Peki kısmen de olsa, çocukluğumuzda, çatık kaşlar altından bakan delici bakışlarla bizi terbiye (!) eden öğretmenlerimize ve bizimle bağırarak konuşan ebeveynlerimize ne oldu da şimdi “canın ne istiyorsa onu yap!” durumuna geldiler?

Şimdi eskisinden çok defa daha fazla oranda çocuklarımızı hak etsin etmesin, neden daha fazla övüyoruz?

Hadi övüyorsunuz; peki ne kadar övmelisiniz?

Neresini övmelisiniz?

Çünkü belli türden övgüler geri tepebilir. Özellikle çocuklara akıllı olduklarını söylemek onların kendilerine aptal gibi davranmalarına neden olabilir.
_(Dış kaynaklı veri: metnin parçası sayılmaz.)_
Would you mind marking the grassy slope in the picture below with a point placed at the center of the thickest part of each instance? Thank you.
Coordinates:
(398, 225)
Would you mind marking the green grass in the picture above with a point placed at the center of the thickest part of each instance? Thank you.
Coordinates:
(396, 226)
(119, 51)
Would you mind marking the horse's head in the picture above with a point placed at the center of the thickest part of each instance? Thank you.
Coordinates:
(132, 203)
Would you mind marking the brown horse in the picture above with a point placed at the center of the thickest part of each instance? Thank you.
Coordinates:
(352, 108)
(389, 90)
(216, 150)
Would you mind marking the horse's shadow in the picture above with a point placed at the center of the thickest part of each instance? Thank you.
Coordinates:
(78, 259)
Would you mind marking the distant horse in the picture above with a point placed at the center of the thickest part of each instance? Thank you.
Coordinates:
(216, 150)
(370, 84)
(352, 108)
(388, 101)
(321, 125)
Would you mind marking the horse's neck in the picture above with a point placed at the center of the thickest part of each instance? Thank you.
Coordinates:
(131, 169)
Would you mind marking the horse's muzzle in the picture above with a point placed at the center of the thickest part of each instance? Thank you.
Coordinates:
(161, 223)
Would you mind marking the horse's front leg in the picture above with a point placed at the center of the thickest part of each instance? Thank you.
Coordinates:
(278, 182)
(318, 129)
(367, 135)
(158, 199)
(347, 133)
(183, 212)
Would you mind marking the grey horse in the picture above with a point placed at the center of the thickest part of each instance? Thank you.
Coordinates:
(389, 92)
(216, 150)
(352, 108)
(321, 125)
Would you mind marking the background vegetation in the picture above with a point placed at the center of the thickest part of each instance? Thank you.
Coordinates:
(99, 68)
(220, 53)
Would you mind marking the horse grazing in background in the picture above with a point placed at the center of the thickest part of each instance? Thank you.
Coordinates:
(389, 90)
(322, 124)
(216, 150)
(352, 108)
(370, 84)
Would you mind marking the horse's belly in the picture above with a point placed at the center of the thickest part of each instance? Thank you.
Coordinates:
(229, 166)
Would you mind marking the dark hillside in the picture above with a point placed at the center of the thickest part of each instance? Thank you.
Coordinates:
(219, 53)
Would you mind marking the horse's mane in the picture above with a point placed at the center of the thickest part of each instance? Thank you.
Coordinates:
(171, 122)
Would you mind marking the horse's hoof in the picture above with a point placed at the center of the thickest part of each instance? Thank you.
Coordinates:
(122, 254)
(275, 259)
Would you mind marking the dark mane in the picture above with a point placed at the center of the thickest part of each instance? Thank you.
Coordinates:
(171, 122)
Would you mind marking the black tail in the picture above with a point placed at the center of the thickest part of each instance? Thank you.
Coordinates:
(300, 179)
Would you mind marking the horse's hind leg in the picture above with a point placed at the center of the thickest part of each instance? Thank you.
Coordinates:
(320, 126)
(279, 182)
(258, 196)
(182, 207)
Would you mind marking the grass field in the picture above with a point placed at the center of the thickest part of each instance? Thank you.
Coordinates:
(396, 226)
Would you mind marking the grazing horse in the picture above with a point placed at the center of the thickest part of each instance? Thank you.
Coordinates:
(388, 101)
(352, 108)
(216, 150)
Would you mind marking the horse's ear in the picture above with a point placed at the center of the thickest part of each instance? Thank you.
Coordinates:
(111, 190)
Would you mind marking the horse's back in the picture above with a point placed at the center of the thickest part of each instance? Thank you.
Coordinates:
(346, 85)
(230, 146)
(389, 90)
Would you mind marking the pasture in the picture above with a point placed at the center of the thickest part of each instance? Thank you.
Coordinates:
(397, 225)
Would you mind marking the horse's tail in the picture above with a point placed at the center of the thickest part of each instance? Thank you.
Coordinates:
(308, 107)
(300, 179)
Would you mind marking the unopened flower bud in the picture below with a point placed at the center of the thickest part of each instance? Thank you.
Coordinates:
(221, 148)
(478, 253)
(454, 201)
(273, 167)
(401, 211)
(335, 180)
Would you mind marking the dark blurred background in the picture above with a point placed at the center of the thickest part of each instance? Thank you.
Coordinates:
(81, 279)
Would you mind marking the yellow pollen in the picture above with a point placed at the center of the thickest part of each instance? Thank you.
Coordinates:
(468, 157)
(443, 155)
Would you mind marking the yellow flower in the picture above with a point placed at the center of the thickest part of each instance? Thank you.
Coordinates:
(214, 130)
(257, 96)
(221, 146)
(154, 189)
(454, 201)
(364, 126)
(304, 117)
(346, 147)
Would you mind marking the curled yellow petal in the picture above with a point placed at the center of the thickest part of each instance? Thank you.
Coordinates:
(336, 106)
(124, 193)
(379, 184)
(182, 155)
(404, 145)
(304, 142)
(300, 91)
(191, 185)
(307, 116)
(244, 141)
Bir araştırmanın özet cümlesi şöyledir:

Çocukları yeteneklerinden ötürü övdüğünüzde, bu onların öğrenmeye değil, iyi görünmeye odaklanmasını sağlar.

İyi görünme arzusu ise büyüdüklerinde gösteriş budalalığına kapılmalarına yol açabilir.

Zekaları için övülen çocuklar, kendilerini iyi yaparak kendilerini kanıtlamaya devam etmek istiyorlar.

Bu kulağa iyi gelebilir, ama aslında ters etki yapıyor.

Araştırmanın Diyor ki; Çocukların Zekasını Değil, Çabasını Övün

Araştırmacılar Claudia Mueller ve Carol Dweck, Amerikalı 5. sınıf öğrencileri üzerinde bir dizi dönüm noktası niteliğindeki deneylerde, çocukların aldıkları övgü türlerine bağlı olarak çok farklı davrandıklarını keşfettiler.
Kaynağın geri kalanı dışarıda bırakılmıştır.